Le lien avec les défunts peut-il être toxique pour les vivants ? Par exemple, un mort peut-il nous en vouloir ou nous jeter un sort ?
Si de son vivant il a fait un pacte avec les démons pour nous tenter, c’est possible. Mais s’il est en enfer, il n’a plus aucun pouvoir sur nous. Et s’il est au purgatoire ou au ciel, il ne peut que nous vouloir du bien, parce qu’il est mû par la charité et parce qu’il est promis à la gloire de Dieu pour l’éternité.
Même si des choses n’ont pas été belles sur cette terre, si des querelles de famille ou des liens difficiles ont existé, tout peut être transformé par la charité. Et si quelqu’un nous a voulu du mal, redoublons de prière pour lui, et cela se transformera en bien. Offrons des messes pour eux, prions le chapelet : voilà les moyens donnés par l’Église pour faire grandir cette charité. Et couper court à tout ce qui aurait pu être compliqué sur terre.
À l’inverse, un défunt peut-il nous vouloir du bien ?

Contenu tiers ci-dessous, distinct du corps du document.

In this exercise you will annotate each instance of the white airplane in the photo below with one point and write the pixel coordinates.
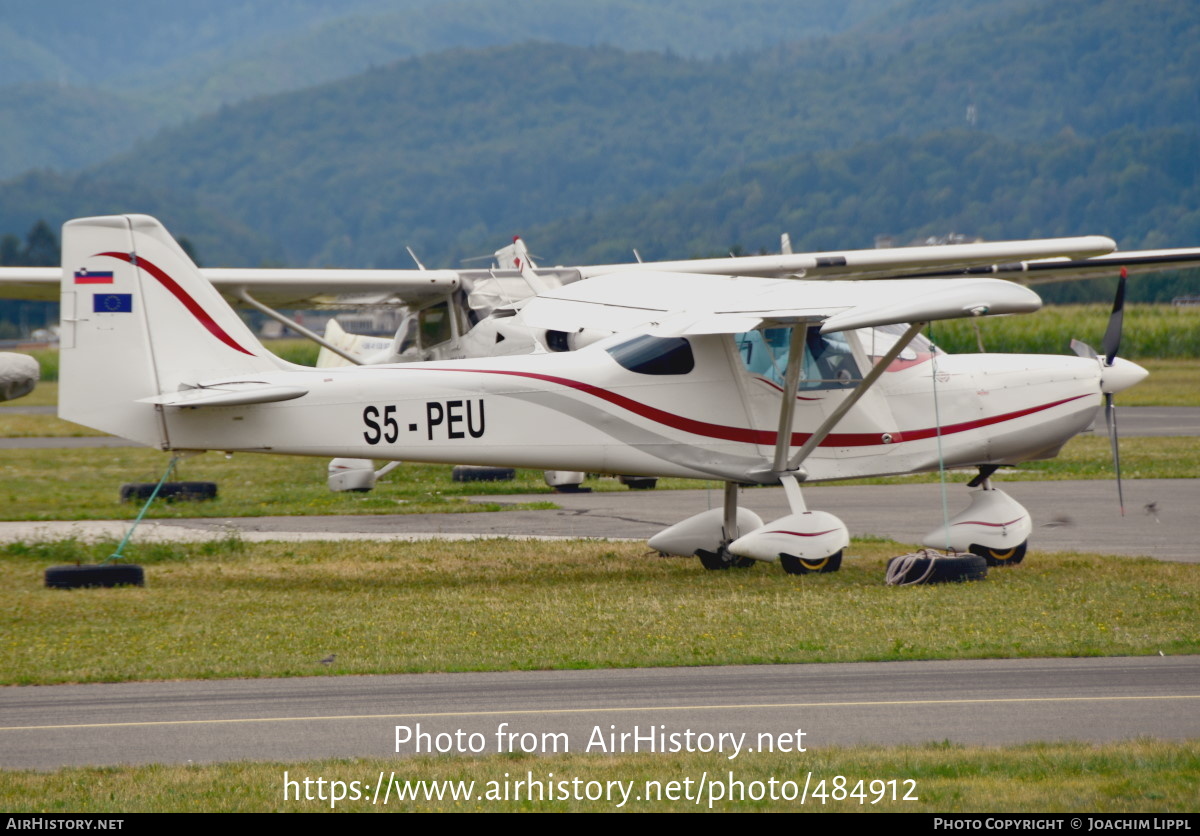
(742, 379)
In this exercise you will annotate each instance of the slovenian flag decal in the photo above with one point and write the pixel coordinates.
(112, 302)
(94, 277)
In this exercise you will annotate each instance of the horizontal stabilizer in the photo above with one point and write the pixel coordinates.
(228, 395)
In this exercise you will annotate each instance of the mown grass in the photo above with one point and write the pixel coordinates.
(85, 485)
(1137, 776)
(231, 609)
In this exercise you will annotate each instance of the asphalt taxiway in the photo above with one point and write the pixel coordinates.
(1071, 516)
(988, 702)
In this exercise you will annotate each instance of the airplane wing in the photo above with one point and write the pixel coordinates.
(1031, 262)
(1068, 269)
(684, 304)
(888, 263)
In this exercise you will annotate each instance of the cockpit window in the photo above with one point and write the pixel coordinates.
(828, 360)
(435, 324)
(654, 355)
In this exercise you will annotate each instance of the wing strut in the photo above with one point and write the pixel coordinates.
(783, 440)
(240, 293)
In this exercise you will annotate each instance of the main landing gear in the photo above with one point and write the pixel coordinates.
(994, 525)
(802, 542)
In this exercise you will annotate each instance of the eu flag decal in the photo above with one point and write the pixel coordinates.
(112, 302)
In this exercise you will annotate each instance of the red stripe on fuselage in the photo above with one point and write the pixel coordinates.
(192, 306)
(765, 437)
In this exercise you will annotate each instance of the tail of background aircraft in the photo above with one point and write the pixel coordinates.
(139, 322)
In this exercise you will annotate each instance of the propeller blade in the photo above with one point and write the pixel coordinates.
(1110, 419)
(1111, 343)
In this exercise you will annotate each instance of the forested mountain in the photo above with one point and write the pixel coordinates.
(1139, 187)
(172, 61)
(995, 118)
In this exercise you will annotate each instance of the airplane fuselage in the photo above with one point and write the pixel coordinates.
(587, 412)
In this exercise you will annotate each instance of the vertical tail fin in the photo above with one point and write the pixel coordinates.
(139, 320)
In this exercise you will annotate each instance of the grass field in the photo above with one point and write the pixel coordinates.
(227, 609)
(231, 609)
(1074, 779)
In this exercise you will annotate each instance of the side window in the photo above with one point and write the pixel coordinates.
(435, 324)
(828, 360)
(654, 355)
(765, 352)
(406, 335)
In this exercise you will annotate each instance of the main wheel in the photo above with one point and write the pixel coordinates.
(468, 473)
(793, 565)
(95, 575)
(1000, 557)
(723, 559)
(640, 482)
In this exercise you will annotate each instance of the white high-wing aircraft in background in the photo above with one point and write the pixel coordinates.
(742, 379)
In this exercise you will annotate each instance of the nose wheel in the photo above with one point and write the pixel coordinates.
(723, 559)
(793, 565)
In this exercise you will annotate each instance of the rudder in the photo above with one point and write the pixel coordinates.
(139, 320)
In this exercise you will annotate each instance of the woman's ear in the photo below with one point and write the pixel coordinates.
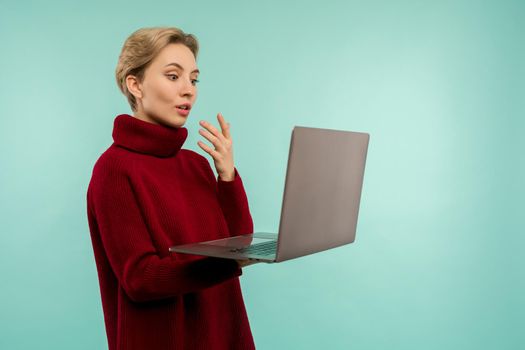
(133, 86)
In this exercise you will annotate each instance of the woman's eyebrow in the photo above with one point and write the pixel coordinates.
(178, 65)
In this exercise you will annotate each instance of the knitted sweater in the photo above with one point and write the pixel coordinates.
(145, 195)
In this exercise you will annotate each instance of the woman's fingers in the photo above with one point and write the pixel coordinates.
(207, 149)
(212, 138)
(224, 125)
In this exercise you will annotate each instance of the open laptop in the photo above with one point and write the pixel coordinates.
(320, 205)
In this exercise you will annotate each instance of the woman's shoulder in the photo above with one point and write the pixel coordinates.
(113, 161)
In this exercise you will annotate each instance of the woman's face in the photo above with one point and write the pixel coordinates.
(169, 82)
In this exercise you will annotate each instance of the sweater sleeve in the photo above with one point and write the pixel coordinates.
(144, 275)
(234, 203)
(232, 199)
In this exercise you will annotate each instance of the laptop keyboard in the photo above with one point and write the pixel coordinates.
(264, 248)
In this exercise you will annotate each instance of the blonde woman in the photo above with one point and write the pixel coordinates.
(147, 193)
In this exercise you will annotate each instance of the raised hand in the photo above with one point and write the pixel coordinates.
(223, 153)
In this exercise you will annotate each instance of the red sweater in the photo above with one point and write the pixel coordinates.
(145, 195)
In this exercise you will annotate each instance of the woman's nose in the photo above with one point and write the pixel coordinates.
(188, 89)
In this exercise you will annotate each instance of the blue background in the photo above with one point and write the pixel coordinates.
(439, 85)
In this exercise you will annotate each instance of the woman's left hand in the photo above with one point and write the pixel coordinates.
(223, 152)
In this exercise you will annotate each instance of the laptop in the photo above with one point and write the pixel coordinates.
(320, 204)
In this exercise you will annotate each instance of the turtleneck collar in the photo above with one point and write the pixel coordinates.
(145, 137)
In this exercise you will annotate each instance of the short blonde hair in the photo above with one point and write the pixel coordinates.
(141, 47)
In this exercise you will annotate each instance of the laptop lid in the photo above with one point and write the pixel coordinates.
(322, 193)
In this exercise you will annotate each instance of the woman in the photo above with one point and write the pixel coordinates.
(147, 194)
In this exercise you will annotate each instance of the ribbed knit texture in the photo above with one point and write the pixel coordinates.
(145, 195)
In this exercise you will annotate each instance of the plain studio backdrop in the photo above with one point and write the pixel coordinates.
(438, 261)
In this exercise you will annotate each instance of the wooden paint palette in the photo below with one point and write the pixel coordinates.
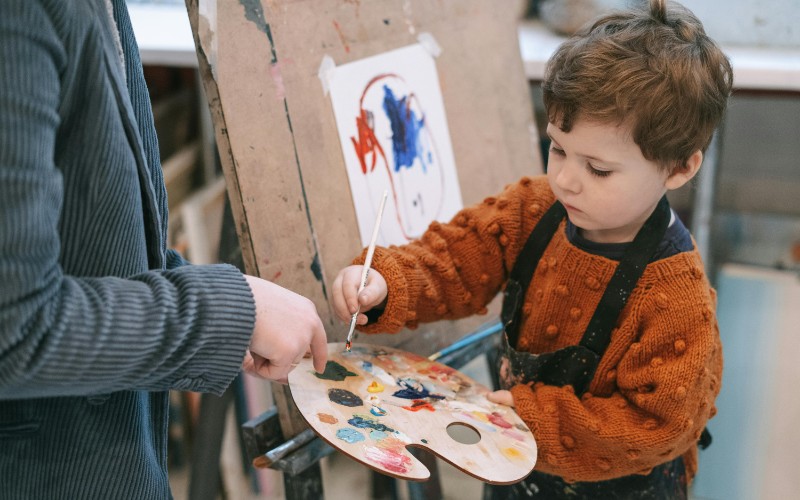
(375, 402)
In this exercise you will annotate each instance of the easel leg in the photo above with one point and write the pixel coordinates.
(304, 486)
(205, 477)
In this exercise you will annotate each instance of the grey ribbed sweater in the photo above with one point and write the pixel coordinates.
(97, 319)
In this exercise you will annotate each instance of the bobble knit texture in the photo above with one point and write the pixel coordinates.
(654, 388)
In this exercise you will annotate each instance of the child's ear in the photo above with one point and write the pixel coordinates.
(683, 175)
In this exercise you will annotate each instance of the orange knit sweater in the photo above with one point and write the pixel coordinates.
(654, 388)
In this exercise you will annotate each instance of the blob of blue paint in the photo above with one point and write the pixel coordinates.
(366, 423)
(344, 397)
(414, 390)
(349, 435)
(406, 128)
(378, 435)
(377, 411)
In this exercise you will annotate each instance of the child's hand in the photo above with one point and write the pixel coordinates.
(346, 298)
(501, 397)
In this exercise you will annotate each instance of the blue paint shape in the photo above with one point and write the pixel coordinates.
(377, 411)
(406, 128)
(368, 423)
(414, 390)
(350, 435)
(378, 435)
(344, 397)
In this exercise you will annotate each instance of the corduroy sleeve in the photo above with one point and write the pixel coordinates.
(647, 409)
(455, 269)
(64, 335)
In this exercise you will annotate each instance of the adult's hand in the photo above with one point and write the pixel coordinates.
(287, 327)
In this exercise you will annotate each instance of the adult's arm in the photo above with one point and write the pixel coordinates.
(185, 328)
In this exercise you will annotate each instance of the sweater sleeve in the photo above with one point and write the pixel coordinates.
(455, 269)
(646, 409)
(62, 335)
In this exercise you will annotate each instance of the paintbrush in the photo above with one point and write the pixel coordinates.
(365, 269)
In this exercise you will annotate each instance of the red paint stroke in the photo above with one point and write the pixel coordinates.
(419, 404)
(498, 420)
(341, 36)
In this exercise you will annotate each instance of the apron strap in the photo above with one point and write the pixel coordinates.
(631, 267)
(634, 260)
(522, 273)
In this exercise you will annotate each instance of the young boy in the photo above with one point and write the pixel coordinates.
(611, 350)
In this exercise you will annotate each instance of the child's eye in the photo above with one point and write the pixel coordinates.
(597, 172)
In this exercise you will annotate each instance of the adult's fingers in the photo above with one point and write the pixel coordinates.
(319, 347)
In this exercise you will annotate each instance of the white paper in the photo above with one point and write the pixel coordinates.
(393, 131)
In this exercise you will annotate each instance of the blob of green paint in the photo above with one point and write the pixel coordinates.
(334, 371)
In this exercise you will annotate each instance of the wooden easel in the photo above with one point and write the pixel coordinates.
(278, 142)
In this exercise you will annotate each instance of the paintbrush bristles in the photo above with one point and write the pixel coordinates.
(367, 264)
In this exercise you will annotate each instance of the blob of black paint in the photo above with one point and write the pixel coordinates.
(334, 371)
(344, 397)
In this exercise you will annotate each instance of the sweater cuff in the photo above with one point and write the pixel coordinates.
(394, 316)
(225, 327)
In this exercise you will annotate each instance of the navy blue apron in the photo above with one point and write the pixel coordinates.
(576, 365)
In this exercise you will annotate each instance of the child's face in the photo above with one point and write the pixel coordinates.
(600, 176)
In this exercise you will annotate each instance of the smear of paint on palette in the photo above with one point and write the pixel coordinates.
(390, 454)
(344, 397)
(363, 422)
(350, 435)
(498, 420)
(327, 419)
(419, 404)
(334, 371)
(512, 453)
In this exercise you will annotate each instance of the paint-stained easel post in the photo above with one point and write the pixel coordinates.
(278, 143)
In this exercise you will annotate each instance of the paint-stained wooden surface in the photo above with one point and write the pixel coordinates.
(375, 402)
(278, 140)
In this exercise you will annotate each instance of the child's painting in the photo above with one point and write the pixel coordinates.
(393, 131)
(374, 403)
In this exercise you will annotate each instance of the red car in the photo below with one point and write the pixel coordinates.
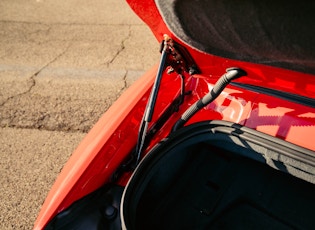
(219, 135)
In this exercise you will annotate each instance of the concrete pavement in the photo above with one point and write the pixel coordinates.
(62, 64)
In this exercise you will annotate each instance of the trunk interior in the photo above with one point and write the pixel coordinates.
(209, 175)
(213, 176)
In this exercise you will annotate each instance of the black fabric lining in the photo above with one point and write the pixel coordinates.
(213, 176)
(271, 32)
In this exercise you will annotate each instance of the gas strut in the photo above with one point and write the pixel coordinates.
(231, 74)
(147, 117)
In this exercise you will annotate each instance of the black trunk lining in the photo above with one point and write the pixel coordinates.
(217, 189)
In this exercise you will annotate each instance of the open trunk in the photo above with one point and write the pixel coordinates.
(218, 175)
(251, 167)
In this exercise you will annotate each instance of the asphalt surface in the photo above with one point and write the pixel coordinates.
(62, 64)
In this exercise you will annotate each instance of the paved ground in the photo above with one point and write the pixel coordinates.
(62, 64)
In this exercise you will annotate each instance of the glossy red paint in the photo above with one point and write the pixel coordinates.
(115, 134)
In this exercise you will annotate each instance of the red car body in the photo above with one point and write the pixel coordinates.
(114, 136)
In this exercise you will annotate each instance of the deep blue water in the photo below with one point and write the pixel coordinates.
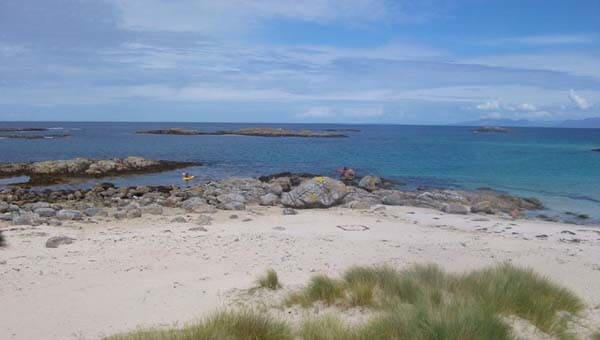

Si le défunt est au purgatoire ou au paradis, il peut bien évidemment vouloir du bien par ce lien de charité, de communion qui nous unit. Et comme le Catéchisme de l’Église catholique nous l’enseigne, notre prière provoque leur intercession. Donc si nous prions pour eux, même s’ils sont encore au purgatoire, ils pourront nous vouloir du bien. S’ils sont déjà au ciel, ils nous veulent déjà du bien et prient déjà pour nous. C’est le rôle de tous les saints, qui prient spontanément et directement pour nous.
Les défunts sont-ils nos anges gardiens ?
Je n’aime pas cette expression, car, si nous serons « comme des anges », nous ne serons pas pour autant des anges. Ce n’est pas la même chose. Les anges ont un rôle bien défini dans la création et dans le plan de Dieu. Donc, les saints ne sont pas nos anges gardiens, mais ce sont des personnes sur l’intercession desquelles nous pouvons compter.
D’autre part, nous avons besoin de nos anges gardiens. Dire que nos défunts remplacent nos anges gardiens voudrait dire qu’on n’a plus besoin de ces derniers. Or, nous avons besoin de nos anges gardiens, nous avons besoin de les prier, et nous avons aussi besoin de nos défunts.